Le propriétaire du bateau, novice au moment de ce périple, n’avait pas anticipé le fait que le vieux gazole déjà présent dans son réservoir et/ou la mauvaise qualité de celui pris avant le départ pourraient lui jouer des tours, mais il avait prévu du matériel de rechange qui lui a permis de le maintenir (à peu près) en état de fonctionner.
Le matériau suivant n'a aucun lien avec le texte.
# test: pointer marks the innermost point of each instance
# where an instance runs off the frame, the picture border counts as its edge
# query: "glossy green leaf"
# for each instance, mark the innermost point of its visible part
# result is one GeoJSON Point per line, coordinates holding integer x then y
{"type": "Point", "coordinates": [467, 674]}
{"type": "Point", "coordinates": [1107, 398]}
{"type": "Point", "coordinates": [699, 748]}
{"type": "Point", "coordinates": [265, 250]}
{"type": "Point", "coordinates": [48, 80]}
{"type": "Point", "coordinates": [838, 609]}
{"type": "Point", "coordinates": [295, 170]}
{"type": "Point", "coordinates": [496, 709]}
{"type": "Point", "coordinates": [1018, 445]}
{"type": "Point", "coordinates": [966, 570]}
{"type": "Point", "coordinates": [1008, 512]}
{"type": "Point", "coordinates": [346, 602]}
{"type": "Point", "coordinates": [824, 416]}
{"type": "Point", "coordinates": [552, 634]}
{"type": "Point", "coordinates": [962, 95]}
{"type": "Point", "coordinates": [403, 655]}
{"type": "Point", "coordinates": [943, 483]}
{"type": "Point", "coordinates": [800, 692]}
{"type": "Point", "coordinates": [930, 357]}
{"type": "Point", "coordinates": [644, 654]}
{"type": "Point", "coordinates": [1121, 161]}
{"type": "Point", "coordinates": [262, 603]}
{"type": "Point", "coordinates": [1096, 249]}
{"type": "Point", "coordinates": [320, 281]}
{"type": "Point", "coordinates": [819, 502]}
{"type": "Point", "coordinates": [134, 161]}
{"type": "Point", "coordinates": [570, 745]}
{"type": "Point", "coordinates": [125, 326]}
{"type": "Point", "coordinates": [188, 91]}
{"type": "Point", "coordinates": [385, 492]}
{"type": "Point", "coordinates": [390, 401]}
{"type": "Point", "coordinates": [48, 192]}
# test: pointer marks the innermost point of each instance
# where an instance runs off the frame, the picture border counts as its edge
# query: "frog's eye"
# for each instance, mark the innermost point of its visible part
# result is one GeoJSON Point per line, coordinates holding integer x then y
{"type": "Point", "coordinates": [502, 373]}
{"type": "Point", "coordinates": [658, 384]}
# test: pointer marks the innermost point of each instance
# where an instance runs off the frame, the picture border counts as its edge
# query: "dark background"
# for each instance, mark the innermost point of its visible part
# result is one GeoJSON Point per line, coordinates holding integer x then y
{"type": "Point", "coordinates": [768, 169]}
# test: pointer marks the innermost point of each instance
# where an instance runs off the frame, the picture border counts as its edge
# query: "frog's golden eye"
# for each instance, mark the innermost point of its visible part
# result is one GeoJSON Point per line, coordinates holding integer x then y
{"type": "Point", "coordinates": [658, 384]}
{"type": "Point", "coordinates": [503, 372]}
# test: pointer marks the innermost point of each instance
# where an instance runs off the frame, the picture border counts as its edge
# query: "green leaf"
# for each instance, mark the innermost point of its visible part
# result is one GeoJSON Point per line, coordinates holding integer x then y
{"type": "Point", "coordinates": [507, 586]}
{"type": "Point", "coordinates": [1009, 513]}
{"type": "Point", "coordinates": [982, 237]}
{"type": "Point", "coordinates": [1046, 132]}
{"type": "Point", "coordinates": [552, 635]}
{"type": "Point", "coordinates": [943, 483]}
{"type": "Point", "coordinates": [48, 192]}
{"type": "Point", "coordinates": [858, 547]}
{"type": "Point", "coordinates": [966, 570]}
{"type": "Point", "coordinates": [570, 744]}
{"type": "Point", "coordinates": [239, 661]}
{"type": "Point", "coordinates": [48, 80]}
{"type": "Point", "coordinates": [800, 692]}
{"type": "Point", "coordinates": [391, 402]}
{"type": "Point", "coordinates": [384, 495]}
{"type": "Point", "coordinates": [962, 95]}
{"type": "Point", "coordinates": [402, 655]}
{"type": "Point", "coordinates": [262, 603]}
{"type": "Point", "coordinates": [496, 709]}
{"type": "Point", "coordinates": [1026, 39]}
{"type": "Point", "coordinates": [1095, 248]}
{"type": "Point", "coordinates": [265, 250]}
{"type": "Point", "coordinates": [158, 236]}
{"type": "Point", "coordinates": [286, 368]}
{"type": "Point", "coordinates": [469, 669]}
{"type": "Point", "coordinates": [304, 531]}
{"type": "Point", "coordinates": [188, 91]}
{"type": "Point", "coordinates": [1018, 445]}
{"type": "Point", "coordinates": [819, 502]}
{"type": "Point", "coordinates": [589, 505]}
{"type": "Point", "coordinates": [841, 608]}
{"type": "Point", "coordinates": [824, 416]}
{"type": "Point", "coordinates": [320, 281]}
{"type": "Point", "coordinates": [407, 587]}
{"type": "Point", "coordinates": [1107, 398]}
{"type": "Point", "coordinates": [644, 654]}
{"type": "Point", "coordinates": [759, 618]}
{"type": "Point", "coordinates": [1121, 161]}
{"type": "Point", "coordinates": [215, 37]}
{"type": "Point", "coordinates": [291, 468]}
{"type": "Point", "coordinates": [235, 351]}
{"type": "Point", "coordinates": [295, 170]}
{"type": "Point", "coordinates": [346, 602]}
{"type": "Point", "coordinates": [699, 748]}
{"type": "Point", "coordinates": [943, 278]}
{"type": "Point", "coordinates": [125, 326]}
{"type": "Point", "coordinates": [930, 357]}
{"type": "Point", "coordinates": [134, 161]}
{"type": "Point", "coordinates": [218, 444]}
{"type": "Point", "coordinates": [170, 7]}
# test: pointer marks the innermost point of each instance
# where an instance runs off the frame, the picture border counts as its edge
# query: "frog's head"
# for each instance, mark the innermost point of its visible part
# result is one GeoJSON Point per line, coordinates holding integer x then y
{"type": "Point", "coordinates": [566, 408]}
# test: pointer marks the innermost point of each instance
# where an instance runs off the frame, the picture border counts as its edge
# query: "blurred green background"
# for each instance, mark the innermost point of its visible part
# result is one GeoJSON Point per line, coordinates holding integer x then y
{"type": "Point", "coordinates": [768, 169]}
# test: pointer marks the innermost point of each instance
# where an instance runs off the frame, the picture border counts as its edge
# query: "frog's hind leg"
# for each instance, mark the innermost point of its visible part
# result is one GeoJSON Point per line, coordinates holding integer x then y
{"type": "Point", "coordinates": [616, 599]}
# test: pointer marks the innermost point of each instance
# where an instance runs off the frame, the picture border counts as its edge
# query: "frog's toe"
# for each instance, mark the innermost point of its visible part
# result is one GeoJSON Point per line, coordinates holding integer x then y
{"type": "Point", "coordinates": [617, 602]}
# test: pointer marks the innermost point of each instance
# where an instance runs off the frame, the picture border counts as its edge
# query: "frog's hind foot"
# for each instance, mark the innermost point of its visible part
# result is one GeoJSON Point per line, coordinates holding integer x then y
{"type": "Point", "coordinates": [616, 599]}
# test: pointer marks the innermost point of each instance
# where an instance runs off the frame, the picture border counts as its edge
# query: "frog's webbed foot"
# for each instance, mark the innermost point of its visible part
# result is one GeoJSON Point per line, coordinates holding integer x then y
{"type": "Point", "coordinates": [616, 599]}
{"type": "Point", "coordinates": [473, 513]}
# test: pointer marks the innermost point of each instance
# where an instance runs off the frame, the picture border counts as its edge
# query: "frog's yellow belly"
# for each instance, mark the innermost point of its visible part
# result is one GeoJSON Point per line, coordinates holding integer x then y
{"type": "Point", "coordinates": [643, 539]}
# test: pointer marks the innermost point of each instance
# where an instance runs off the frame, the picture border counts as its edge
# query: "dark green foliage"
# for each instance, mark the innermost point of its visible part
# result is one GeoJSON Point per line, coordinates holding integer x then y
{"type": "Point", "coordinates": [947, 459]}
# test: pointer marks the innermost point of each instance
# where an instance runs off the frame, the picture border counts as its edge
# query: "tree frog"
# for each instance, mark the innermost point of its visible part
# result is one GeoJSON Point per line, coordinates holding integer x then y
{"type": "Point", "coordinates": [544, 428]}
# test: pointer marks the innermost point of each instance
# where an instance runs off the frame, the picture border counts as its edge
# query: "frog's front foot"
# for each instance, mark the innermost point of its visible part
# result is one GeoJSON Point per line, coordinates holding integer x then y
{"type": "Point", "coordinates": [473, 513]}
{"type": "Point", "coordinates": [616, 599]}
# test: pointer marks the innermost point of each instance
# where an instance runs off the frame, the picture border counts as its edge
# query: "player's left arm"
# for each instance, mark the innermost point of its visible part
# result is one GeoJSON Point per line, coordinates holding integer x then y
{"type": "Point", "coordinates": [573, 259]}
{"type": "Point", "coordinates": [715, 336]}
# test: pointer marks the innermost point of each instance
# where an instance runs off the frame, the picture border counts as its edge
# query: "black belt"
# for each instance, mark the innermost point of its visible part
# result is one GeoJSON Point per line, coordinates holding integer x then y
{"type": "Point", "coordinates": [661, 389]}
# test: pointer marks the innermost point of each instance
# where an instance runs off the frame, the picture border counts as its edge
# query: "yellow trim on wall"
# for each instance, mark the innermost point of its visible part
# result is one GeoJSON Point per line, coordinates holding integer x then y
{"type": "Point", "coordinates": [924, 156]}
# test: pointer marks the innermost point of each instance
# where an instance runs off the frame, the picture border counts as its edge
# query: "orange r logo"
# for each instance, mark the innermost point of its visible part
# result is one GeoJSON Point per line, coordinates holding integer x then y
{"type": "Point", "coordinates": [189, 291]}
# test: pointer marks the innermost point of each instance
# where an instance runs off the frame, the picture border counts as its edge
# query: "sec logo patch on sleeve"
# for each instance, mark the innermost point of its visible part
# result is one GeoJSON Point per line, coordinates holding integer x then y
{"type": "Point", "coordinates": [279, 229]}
La casse du safran était plus difficile à prévoir. Le fait de connaître des techniques de réparation ou des moyens de remplacement et d’embarquer en prévision le matériel adéquat aurait pu les aider (on peut notamment en trouver un descriptif dans le hors-série n° 46, 50 problèmes et 50 solutions). Mais leur position, dans une zone très fréquentée et à proximité des côtes, ne leur aurait pas vraiment laissé le temps de confectionner un gouvernail de fortune. En revanche, les réminiscences des cours de voile de Grégoire ont été précieuses pour leur permettre de continuer à faire route et à rejoindre un abri. C’est ainsi qu’en 2008, au retour de la course Québec/Saint-Malo, l’équipage de Victorien Érussard avait pu parcourir plus de 2 000 milles à bord d’un trimaran de 50 pieds privé de safran, rien qu’en jouant avec le réglage des voiles (lire VV n° 452). Preuve qu’avec des voiles et du vent, on peut aller loin ! Delphine Fleury

Le bateau, un rescapé du désert

Hallberg-Rassy 352. | FRANÇOIS CHEVALIER

Karim est un Hallberg-Rassy 352 construit en 1987 et baptisé alors Caterina par son premier propriétaire, un Suédois qui l’a perdu sur les côtes sahariennes, drossé à la côte lors d’un coup de vent de Sud alors qu’il faisait route vers l’Argentine. Le bateau est resté quelques mois sur une plage du Sahara où il fut pillé et pris pour cible par le Front Polisario, alors encore en activité. Il a été sauvé par un colonel des Forces armées royales qui dans le cadre d’un exercice militaire l’a fait hélitreuiller sur une corvette de la marine royale puis ramener à Casablanca. La coque a été revendue à un français résident à Rabat qui a mis en œuvre un chantier de reconstruction à l’identique des plans d’origine Hallberg-Rassy. Il a ensuite été racheté par David qui finit de le préparer en vue de son grand voyage.